Reputation: 6193
Now I'm using Linux to perform the following task:
while read parameter
do
./program_a $parameter $parameter.log 2>&1 &
done < parameter_file
Each parameter refers to the name of the file to be processed. Each file contains a different number of lines to process.
For example:
Parameter file contains:
File_A
File_B
File_C
File_A contains 1k lines, File_B contains 10k lines and File_C contains 1000k lines, which means that in the above script program_a simultaneously processes 1000 lines, 10k lines and 1000k lines respectively. The processing time for each task is almost linearly dependent on the number of lines and each task is independent.
I have 6 cores CPU with 12 threads. Because processing time could vary so that after running tasks for File_A and File_B, only one core will process the task for File_C. This is wasting resources.
I want to split each file to 1k lines and run them simultaneously. But for this example there will be 1011 tasks running (1k for each task). I think this will lead to a serious overly context switch problem. Maybe I can tune to number in each line to solve this problem, but I don't think this is a good solution.
My thought is to limit the tasks running will be always 6 tasks which means always using maximum number of cores to run and reduce context switches to as few as possible. But I don't know how to modify my script to achieve this goal. Anyone can give me some advice?
Upvotes: 5
Views: 753
Reputation: 33740
I assume program_a
can read a single file.
Then this should work using GNU Parallel:
parallel --pipepart --block 10k --cat program_a :::: File_A File_B File_C
Adjust the 10k
to be the size of your 1000 lines.
It does much of the same as @Marcus Rickert's answer, but hides the complexity from you and cleans up temporary files.
If program_a
can read from a fifo, this should be faster:
parallel --pipepart --block 10k --fifo program_a :::: File_A File_B File_C
If program_a
can read from stdin, it will be shorter:
parallel --pipepart --block 10k program_a :::: File_A File_B File_C
If you really must have excactly 1000 arguments try:
cat File_A File_B File_C | parallel --pipe -L1000 -N1 --cat program_a
or:
cat File_A File_B File_C | parallel --pipe -L1000 -N1 program_a
Upvotes: 0
Reputation: 19395
I also think I can use wait to archive the goal.

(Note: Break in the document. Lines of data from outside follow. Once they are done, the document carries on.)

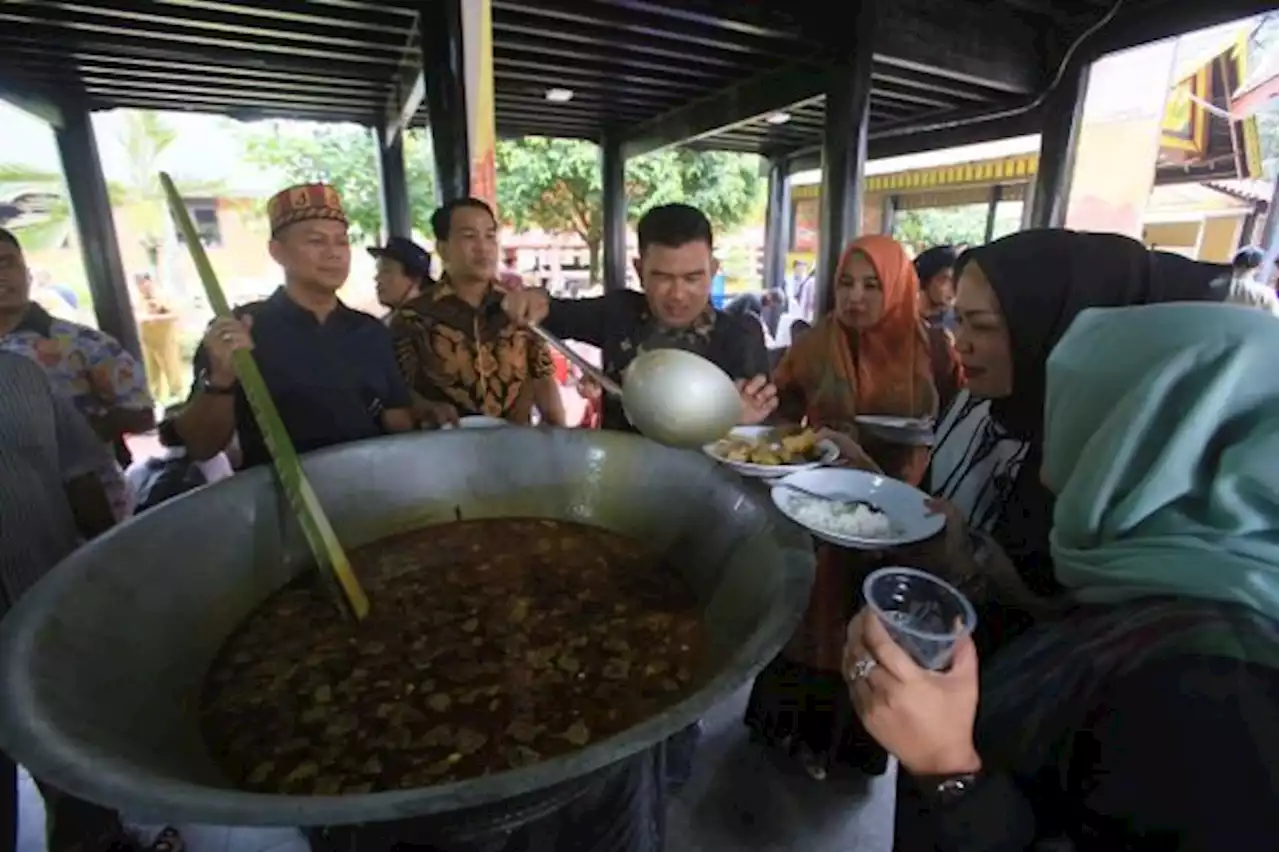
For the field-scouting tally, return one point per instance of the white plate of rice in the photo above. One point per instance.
(864, 511)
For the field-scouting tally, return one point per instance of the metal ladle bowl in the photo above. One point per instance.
(680, 398)
(671, 395)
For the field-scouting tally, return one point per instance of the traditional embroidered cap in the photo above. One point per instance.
(304, 202)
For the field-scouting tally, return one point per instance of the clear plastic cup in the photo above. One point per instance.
(924, 615)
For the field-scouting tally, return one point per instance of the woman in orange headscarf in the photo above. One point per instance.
(871, 355)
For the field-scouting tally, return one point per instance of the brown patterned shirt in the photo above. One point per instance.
(474, 358)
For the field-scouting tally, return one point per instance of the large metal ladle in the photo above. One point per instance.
(671, 395)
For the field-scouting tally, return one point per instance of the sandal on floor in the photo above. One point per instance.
(168, 841)
(813, 765)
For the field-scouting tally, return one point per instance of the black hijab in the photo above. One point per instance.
(1045, 278)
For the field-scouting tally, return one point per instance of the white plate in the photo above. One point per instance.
(481, 421)
(900, 502)
(917, 431)
(830, 453)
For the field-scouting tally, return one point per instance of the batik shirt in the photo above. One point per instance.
(91, 370)
(474, 358)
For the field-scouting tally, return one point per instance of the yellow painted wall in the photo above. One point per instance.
(1220, 239)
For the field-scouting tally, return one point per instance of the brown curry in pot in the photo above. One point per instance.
(490, 645)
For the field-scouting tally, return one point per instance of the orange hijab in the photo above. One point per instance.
(888, 374)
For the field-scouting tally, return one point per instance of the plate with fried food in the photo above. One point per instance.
(768, 452)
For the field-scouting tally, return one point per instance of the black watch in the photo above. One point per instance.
(206, 385)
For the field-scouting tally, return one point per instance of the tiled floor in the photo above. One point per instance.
(737, 798)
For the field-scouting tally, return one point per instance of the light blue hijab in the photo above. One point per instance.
(1162, 444)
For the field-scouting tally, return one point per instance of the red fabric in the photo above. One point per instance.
(561, 366)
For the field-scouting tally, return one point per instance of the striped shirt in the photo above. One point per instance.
(44, 444)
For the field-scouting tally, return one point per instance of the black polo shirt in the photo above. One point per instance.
(330, 380)
(621, 326)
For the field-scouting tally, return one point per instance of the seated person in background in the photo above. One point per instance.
(172, 472)
(1144, 715)
(1248, 287)
(403, 273)
(456, 348)
(676, 268)
(936, 270)
(329, 369)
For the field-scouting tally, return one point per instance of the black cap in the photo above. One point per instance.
(415, 259)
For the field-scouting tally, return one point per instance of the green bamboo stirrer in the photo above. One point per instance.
(297, 490)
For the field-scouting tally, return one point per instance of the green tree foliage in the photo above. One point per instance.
(144, 137)
(347, 157)
(965, 224)
(554, 184)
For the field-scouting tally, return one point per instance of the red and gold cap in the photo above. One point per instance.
(304, 202)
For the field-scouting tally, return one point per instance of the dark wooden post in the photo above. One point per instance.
(844, 151)
(613, 200)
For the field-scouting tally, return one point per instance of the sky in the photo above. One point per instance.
(205, 150)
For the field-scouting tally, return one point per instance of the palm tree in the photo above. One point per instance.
(145, 137)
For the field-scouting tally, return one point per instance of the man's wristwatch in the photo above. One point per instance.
(944, 789)
(209, 386)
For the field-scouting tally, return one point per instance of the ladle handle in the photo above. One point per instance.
(607, 384)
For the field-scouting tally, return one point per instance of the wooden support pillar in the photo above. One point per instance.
(997, 193)
(844, 152)
(777, 225)
(1046, 207)
(91, 207)
(446, 96)
(613, 200)
(393, 183)
(888, 213)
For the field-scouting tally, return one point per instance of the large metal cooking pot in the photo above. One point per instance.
(101, 663)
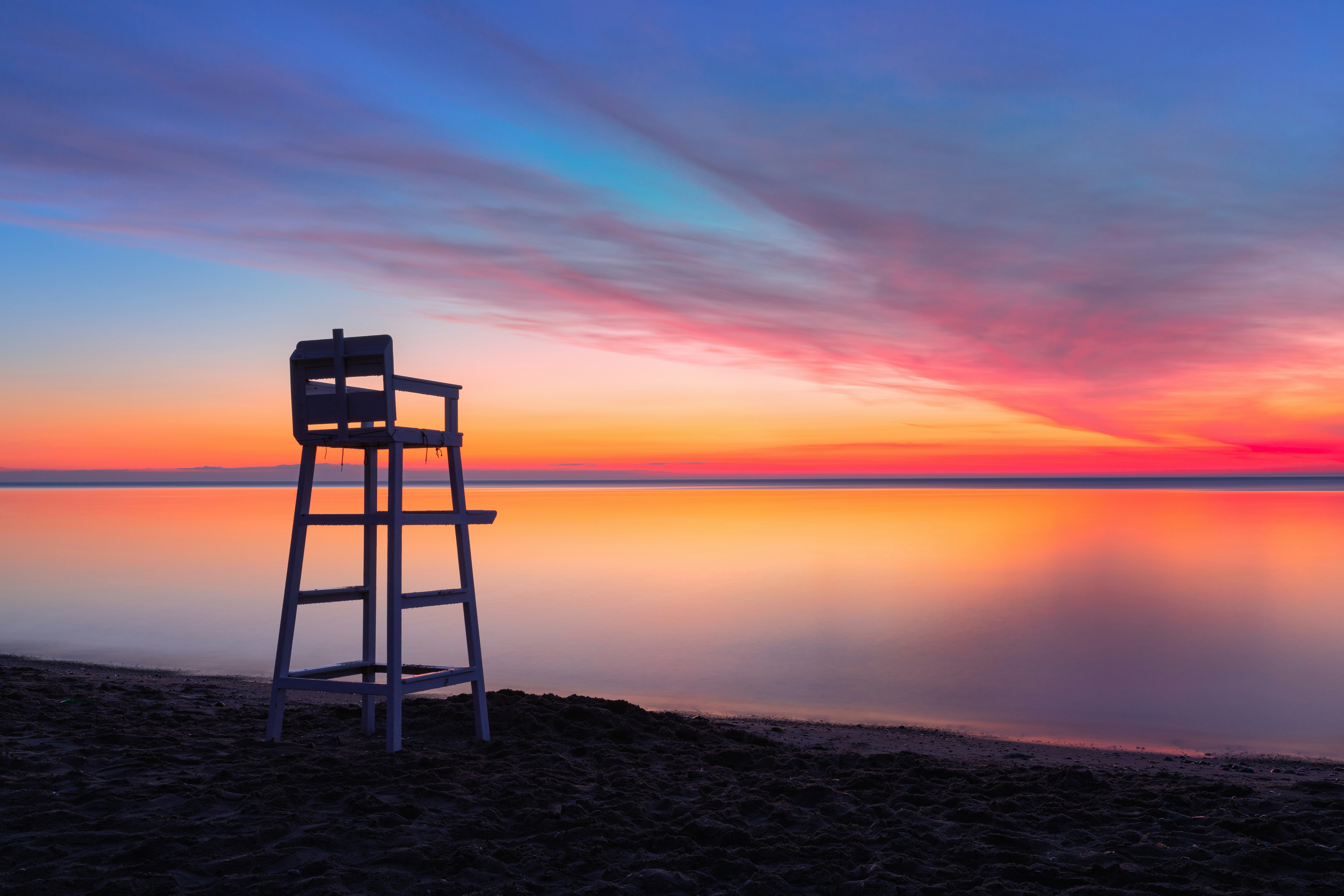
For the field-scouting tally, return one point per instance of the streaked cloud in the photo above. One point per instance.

Indeed, you can achieve the goal with wait
, even though bash
's wait
unfortunately waits for each process of a specified set, not for any one (that is, we can't simply instruct bash
to wait for the earliest finishing process of all running), but since
The processing time for each task is almost linearly dependent on the number of line
and
I want to split each file to 1k lines
we can, to good approximation, say that the process started first also finishes first.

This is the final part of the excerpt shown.